La révolution à la télé

Les lumières s’éteignent une après l’autre, cadencées par la coupe d’électricité. Elles annonçant le rythme d’une nouvelle journée au sein d’un village roumain à l’est de Bucarest. La date est historique : 16 ans de la chute de Nicolae Ceausescu, dirigeant communiste de la Roumanie entre 1965 et 1989, qui comptait avec le support de la Russie. Malgré l’importance de l’événement, c’est ainsi, paisiblement, que ses habitants envisagent ce jour. Ils ne font pas grand cas de ce qui s’était passé en décembre de 1989. C’est près de Nöel et, en plus, on ne sait même pas si quelque chose avait vraiment changée après la dite révolution.
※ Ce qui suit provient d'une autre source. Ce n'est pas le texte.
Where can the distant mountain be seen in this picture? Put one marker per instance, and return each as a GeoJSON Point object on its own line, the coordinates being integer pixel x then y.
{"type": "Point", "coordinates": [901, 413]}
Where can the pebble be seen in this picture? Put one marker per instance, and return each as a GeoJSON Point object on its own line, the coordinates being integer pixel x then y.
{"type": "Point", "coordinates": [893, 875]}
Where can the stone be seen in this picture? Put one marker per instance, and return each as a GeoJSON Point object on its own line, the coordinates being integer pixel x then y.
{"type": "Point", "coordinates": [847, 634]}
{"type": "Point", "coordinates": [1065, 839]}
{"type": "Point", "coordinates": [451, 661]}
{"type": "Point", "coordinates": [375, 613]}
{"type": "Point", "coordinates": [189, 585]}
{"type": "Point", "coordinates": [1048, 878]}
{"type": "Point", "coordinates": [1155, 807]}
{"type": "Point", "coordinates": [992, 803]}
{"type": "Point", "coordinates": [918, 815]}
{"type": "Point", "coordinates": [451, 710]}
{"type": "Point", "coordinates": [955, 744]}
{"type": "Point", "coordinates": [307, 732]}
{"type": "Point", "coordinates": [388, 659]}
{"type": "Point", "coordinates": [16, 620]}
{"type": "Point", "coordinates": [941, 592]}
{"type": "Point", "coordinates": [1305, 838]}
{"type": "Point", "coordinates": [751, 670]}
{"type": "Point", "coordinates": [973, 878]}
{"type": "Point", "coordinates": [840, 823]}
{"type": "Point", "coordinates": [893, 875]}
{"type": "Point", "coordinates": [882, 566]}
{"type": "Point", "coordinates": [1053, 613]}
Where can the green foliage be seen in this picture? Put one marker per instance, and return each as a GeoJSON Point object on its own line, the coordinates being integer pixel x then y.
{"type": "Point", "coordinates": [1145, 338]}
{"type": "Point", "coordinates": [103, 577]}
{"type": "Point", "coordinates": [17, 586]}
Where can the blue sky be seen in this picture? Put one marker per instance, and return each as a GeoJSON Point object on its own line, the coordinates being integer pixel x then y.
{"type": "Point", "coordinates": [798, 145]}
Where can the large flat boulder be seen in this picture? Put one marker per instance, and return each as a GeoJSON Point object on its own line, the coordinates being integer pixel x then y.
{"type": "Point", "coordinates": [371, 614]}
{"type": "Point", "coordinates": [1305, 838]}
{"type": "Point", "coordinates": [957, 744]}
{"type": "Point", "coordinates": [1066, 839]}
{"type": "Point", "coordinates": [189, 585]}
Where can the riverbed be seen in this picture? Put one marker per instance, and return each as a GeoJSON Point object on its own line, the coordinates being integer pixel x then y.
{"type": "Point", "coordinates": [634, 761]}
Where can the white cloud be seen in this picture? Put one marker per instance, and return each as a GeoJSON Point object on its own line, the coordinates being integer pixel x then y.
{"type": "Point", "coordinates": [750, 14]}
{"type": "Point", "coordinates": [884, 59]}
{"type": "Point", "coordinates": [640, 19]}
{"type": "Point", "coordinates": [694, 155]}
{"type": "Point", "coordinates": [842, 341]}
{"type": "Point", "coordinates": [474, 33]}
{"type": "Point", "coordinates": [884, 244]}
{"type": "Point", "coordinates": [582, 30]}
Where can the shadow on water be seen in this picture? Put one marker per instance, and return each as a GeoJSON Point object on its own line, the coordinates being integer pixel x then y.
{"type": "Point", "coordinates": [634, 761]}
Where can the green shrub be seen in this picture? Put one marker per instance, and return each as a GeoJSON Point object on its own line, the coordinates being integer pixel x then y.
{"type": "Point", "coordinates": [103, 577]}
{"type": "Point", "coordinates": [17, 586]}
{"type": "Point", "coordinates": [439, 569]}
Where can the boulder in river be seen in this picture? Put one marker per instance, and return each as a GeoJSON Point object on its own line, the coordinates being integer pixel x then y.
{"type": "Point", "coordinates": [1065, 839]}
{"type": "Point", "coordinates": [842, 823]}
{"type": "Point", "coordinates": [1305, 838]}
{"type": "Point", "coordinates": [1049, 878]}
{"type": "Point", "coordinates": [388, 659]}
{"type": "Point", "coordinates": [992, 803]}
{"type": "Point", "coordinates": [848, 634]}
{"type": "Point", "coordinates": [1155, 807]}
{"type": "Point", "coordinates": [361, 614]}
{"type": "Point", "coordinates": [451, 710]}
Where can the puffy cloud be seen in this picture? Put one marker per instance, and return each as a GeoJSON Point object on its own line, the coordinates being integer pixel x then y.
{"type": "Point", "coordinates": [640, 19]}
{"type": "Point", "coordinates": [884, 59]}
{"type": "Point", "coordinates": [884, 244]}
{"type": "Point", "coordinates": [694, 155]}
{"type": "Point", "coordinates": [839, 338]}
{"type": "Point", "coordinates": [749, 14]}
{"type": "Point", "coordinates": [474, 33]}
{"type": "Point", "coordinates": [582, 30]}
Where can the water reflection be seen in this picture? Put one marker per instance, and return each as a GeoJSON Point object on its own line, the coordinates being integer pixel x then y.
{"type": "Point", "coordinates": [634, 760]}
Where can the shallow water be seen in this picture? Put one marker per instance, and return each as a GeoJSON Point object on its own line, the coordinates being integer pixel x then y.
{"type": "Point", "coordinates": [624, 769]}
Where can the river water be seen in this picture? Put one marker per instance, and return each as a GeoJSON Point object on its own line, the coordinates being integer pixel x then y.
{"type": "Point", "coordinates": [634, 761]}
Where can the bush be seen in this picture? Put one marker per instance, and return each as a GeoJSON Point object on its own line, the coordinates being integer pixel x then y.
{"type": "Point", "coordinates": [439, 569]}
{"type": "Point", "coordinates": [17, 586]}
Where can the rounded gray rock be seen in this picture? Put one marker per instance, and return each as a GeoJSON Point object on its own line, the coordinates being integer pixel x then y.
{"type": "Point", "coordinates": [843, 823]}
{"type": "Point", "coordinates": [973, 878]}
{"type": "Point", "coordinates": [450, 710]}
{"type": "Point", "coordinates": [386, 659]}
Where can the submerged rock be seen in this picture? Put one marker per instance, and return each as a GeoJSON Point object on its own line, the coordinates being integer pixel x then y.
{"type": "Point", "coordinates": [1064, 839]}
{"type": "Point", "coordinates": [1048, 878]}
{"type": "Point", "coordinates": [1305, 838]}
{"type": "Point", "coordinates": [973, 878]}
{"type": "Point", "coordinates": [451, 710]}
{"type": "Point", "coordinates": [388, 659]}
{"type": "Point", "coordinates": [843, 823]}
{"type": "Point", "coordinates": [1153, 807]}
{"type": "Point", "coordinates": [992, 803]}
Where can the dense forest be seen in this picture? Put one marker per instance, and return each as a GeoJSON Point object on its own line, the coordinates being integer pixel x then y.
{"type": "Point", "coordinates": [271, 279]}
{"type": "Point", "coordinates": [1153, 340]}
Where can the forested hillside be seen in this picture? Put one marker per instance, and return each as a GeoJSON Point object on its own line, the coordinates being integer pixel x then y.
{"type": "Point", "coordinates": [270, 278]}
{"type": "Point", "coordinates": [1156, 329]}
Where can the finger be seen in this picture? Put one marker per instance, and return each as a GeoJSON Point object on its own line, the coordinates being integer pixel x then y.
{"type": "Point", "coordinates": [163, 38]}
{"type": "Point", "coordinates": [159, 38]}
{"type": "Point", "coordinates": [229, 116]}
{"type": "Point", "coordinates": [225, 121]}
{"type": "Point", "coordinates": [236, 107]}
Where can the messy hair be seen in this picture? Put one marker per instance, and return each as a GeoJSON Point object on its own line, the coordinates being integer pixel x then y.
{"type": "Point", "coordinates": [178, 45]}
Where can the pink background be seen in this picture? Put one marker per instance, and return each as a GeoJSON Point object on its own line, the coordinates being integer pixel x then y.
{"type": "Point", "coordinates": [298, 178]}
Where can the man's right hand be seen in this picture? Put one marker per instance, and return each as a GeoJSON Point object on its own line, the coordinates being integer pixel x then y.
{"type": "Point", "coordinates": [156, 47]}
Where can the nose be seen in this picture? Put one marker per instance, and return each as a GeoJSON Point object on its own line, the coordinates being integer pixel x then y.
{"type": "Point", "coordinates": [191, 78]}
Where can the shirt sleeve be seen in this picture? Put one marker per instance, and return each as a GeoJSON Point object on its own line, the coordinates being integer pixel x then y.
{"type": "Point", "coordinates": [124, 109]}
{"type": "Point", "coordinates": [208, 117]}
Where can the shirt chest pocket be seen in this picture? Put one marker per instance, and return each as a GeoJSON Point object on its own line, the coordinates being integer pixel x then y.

Ce marasme pourrait-il être bouleversé si l’on répondait : a-t-il vraiment eu une révolution dans notre village ? C’est autour de cette question qui la comédie 12:08 à l’est de Bucarest (A fost sau n-a fost?, 2006) se déroule. Le jeune réalisateur Corneliu Porumboiu présente le matin des personnages qui, dans la soirée, débattront ce sujet. Jderescu est l’ animateur d’une émission à la télé qui partage sa journée entre les ennuyes de sa femme, l’effronterie de sa maîtresse et la confirmation des invitées que participeront au débat. Manescu est un professeur d’histoire minable, ivrogne et endetté qui essaie d’échapper à ses créanciers et de se racheter auprès du chinois qu’il avait insulté le soir d’avant. Piscoci est un vieux solitaire qui s’occupe du costume de Père Nöel, pendant qu’il s’est fait pieger par des petits bombes jetées par les enfants du quartier.

bucareste

Photo de divulgation du film

Les trois se rencontrent et commencent le débat, télévisé par la précaire chaîne local. La discussion dépasse le sujet de l’importance ou pas de la révolution: il est question de savoir s’il a eu des manifestants avant 12h08, dans ce jour il y a 16 ans, à la place centrale – il s’agit de l’heure exacte de la chute de Ceausescu. S’il n’y avait personne avant 12h08, il est prouvé que le village n’a pas participé à la révolution, mais uniquement de la fête de suite. Au tour de cette question de extrême importance, la participation de l’ audience rend le débat presque une enquête de police, chacun en train de accuser l’un à l’autre, en essayant de remémorer avec précision les faits du jour.

La comédie est filmé d’une façon presque indifférente, dans l’impromptu, comme le fait l’opérateur de caméra du studio de Jderescu. Il y a  peu de mouvement, les scènes sont figées, répétées, stagnantes, tels que la vie des personnages. Les dialogues sont marqués par l’absurdité, le ridicule, le satyrisme. De la caricature de ces gens se dégage un portrait pittoresque de la societé roumaine face à ce moment historique. C’est de cette manière, très légère, qu’on assiste à la discussion de l’identité d’un peuple, de ce qui la chute du communisme a empreint ou pas sur eux.